Feelings of shame and inadequacy related to lacking badges of ability are, in today’s populist era, mixed with a kind of misplaced pride. Rather than feeling bitter about being looked down upon and striving to elevate yourself into the class that does the condescending looking, there is a sense of leaning into being “deplorable.” Differently from the tendency I illustrated earlier with reference to Great Expectations, this is now a political strategy and not an interpersonal affair. Of course, the working class has always had a sense of pride, but today’s pride is of a static nature: it is a pride built upon supposedly unchanging symbols, cultural characteristics and various other motifs. This differs from previous kinds of working-class pride that were rooted in imaginaries of transformation, either individual or collective. Psychologically, working-class pride would seem on the surface to be an improvement on working-class shame. Indeed, then as now there is much to feel proud of for working-class people who manage to improve their lot or give their children a markedly better life. Given the hand they were dealt, they chose the better virtues, strove for the badges of ability, and bore the injuries. To be quite personal, my parents feel immense pride in the fact that they made a better life for me and my siblings. I, tensions and all, reciprocate emotions to them that are colored with pride, gratitude, respect and responsibility. But we have to be clear that these feelings can be incredibly deep at the personal level and incredibly shallow beyond that: they are a sign of defeat, more than anything to be uncritically celebrated. Uncritically leaning into these feelings requires that we accept the capitalist mode of production as natural, perennial and even virtuous. Worse still, it requires that we turn a blind eye to those we have to sacrifice to feel a bit of pride, a bit of joy, a bit of love. These are tradeoffs we must refuse.  

I am proud of where I came from, and proud of where I made it to as well. But one must be careful in shedding off shame in favor of pride; we must not swing too far the other way and embrace a fetishization of the downtrodden, the forgotten or the left behind.
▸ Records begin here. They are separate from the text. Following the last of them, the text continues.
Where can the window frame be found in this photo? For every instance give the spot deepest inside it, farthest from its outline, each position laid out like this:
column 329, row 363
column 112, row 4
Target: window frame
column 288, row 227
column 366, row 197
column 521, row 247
As Adorno once put it, the proletariat has “no advantage over the bourgeois except their interest in the revolution,” and today they have not even that. Thus, while an idealization of the working class was never justified, it is even less so today. We must be comfortable living inside the following contradiction—of being proud of who we are, while at the same time rejecting the conditions that produce us, as we move towards what ought to be. That is what it means to be on the Left. As Leszek Kolakowski reminds us “the Left…is a movement of negation towards the existing world. For this very reason it is…a constructive force. It is, simply, a quest for change.” Thus, our project cannot only entail bringing our hidden injuries into the light, wearing them on our sleeve as the populists would have us do—it must strive to abolish these injuries altogether, for ourselves and for future generations.